Date: August 25, 2011
Topic: Glaucoma Treatments
Dr. Guy Eakin, Vice President of Scientific Affairs at the BrightFocus Foundation, talks about the common treatments for glaucoma, which includes eye drops and filtration surgery. This information is designed for anyone who has glaucoma or is caring for a family member or friend who has this eye disease.
Glaucoma Audio Files
Dr.

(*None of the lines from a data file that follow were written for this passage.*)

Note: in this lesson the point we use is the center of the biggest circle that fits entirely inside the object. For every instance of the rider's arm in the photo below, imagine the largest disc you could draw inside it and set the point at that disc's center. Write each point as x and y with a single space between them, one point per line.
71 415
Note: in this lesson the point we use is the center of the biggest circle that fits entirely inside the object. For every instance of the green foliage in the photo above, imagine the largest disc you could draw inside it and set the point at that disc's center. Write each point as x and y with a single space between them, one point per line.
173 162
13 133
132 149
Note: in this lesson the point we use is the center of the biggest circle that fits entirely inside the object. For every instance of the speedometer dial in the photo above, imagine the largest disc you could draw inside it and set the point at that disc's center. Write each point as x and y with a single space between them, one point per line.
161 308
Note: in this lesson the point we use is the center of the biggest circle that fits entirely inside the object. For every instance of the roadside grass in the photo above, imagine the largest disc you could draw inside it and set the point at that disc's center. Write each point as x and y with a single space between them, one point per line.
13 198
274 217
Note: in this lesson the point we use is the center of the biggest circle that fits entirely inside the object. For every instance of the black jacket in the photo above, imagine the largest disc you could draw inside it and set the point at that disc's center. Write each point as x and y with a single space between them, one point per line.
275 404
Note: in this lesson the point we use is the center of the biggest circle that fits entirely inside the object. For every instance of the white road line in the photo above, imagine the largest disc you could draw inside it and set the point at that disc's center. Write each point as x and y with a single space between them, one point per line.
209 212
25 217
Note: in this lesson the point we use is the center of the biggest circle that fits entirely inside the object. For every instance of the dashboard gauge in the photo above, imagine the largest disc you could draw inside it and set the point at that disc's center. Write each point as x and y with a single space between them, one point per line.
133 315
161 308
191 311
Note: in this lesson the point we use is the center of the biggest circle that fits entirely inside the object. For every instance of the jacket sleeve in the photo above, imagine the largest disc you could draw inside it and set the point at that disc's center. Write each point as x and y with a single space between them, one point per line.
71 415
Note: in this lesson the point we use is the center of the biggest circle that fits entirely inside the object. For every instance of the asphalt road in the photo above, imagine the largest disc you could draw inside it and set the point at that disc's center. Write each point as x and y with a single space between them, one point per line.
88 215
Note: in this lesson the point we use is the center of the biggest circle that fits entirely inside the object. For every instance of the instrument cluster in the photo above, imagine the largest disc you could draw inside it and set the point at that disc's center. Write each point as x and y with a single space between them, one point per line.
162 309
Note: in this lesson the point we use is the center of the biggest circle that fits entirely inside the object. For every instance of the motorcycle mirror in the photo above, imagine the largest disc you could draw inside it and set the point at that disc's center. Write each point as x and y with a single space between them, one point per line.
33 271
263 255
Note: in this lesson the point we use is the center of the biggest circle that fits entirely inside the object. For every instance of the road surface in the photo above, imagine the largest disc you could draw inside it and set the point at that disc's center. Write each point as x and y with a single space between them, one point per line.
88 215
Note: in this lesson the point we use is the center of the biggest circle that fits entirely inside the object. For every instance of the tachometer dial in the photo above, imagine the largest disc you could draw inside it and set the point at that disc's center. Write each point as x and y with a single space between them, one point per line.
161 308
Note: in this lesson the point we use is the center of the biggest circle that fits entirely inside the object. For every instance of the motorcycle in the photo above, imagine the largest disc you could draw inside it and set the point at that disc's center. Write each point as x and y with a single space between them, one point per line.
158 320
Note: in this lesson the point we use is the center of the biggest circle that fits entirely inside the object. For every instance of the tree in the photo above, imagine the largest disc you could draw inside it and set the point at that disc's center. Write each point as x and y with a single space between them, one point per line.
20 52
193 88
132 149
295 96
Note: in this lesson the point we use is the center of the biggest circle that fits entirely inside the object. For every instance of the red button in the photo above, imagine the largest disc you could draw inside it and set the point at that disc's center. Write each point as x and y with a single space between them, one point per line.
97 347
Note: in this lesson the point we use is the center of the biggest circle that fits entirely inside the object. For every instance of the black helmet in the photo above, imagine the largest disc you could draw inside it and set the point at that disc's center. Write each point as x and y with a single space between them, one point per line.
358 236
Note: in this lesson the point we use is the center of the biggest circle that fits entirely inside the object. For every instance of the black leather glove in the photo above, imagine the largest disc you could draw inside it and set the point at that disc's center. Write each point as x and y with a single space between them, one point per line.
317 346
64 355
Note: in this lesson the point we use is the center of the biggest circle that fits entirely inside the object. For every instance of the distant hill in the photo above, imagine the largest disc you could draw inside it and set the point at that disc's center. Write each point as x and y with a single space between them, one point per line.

Guy Eakin: Today I'm talking about glaucoma, the leading cause of irreversible vision loss and ultimately blindness. In this segment, I'd like to talk about medical treatments for glaucoma. The first line of treatment for most cases of glaucoma, except emergency situations, is medication.
Eye drops are frequently prescribed, because they tend to have fewer side effects than pills. Make sure your doctor is aware of any medical conditions you may have, as well as any other medications, such as vitamins or supplements that you are taking. Your eye doctor will determine the best treatment for you based on your unique situation. It's important to remember that eye drops are medications, so be sure to let your regular doctor know that you're taking prescription eye drops. To be effective, glaucoma medications must be used consistently and exactly as prescribed by your doctor. If you have trouble remembering to use your eye drops, consider setting an alarm on your clock or your cell phone as a reminder. Have your doctor show you how to correctly administer the eye drops. Remember, consistent and correct usage of these drops is the best bet for saving your vision. If medications are not effective, the next option is typically surgery. For some patients, surgery may actually be the best first choice and for others a combination of medication and surgery may be the most successful.
Two exceptions to the medication first rule are infants with congenital glaucoma, who most always require surgery, and cases of acute closed-angle glaucoma, which generally require immediate surgical treatment.